US 12,282,606 B2
	VPA with integrated object recognition and facial expression recognition
Ajay Divakaran, Monmouth Junction, NJ (US); Amir Tamrakar, Philadelphia, PA (US); Girish Acharya, Redwood City, CA (US); William Mark, San Mateo, CA (US); Greg Ho, South Brunswick, NJ (US); Jihua Huang, Philadelphia, PA (US); David Salter, Bensalem, PA (US); Edgar Kalns, San Jose, CA (US); Michael Wessel, Palo Alto, CA (US); Min Yin, San Jose, CA (US); James Carpenter, Mountain View, CA (US); Brent Mombourquette, Menlo Park, CA (US); Kenneth Nitz, Redwood City, CA (US); Elizabeth Shriberg, Berkeley, CA (US); Eric Law, Hayward, CA (US); Michael Frandsen, Helena, MT (US); Hyong-Gyun Kim, Santa Clara, CA (US); Cory Albright, Helena, MT (US); and Andreas Tsiartas, Santa Clara, CA (US)
Assigned to SRI International, Menlo Park, CA (US)
Filed by SRI International, Menlo Park, CA (US)
Filed on Dec. 1, 2020, as Appl. No. 17/107,958.
Application 17/107,958 is a continuation of application No. 15/332,494, filed on Oct. 24, 2016.
Claims priority of provisional application 62/264,228, filed on Dec. 7, 2015.
Claims priority of provisional application 62/329,055, filed on Apr. 28, 2016.
Claims priority of provisional application 62/339,547, filed on May 20, 2016.
Prior Publication US 2021/0081056 A1, Mar. 18, 2021
This patent is subject to a terminal disclaimer.
Int. Cl. G06F 3/03 (2006.01); G06F 3/01 (2006.01); G06F 3/16 (2006.01); G06N 3/006 (2023.01); G06N 5/022 (2023.01); G06N 20/00 (2019.01); G06N 20/10 (2019.01); G06V 40/16 (2022.01); G06V 40/20 (2022.01); G10L 15/18 (2013.01); G10L 15/22 (2006.01); G10L 25/63 (2013.01); G06N 7/01 (2023.01)

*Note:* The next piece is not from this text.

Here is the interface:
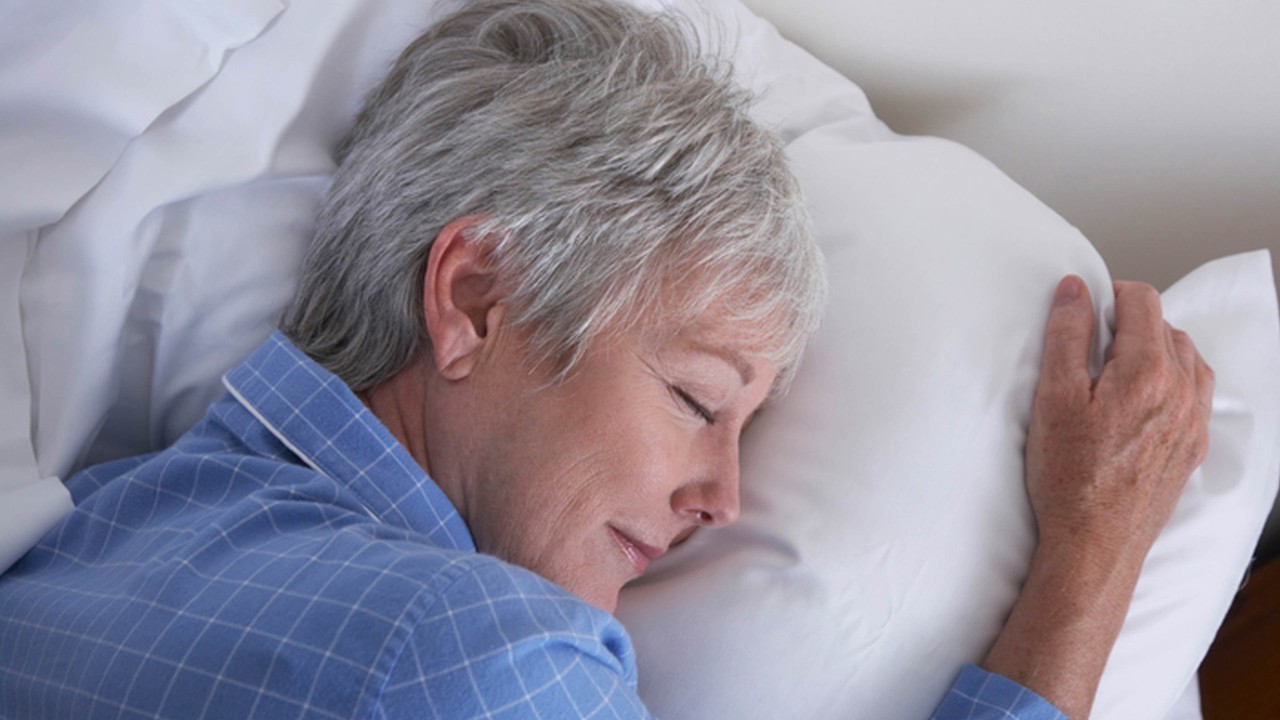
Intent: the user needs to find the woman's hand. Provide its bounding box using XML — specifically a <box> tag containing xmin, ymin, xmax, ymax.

CPC G06F 3/017 (2013.01) [G06F 3/0304 (2013.01); G06F 3/167 (2013.01); G06N 3/006 (2013.01); G06N 5/022 (2013.01); G06N 20/00 (2019.01); G06N 20/10 (2019.01); G06V 40/16 (2022.01); G06V 40/20 (2022.01); G10L 15/1815 (2013.01); G10L 15/22 (2013.01); G10L 25/63 (2013.01); G06N 7/01 (2023.01); G10L 15/1822 (2013.01); G10L 2015/228 (2013.01)]

22 Claims

1. A method comprising:

receiving, by a computing device, sensory input comprising at least audio input and visual input;

determining semantic information from the sensory input;

determining a first questioning style to question a user using the semantic information;

determining scene information from the visual input;

determining, after waiting for audio input from the user, an input state associated with the user using the audio input and the scene information;

changing the first questioning style to a second questioning style using the determined input state, the second questioning style being different from the first questioning style; and

outputting a question to the user using the second questioning style.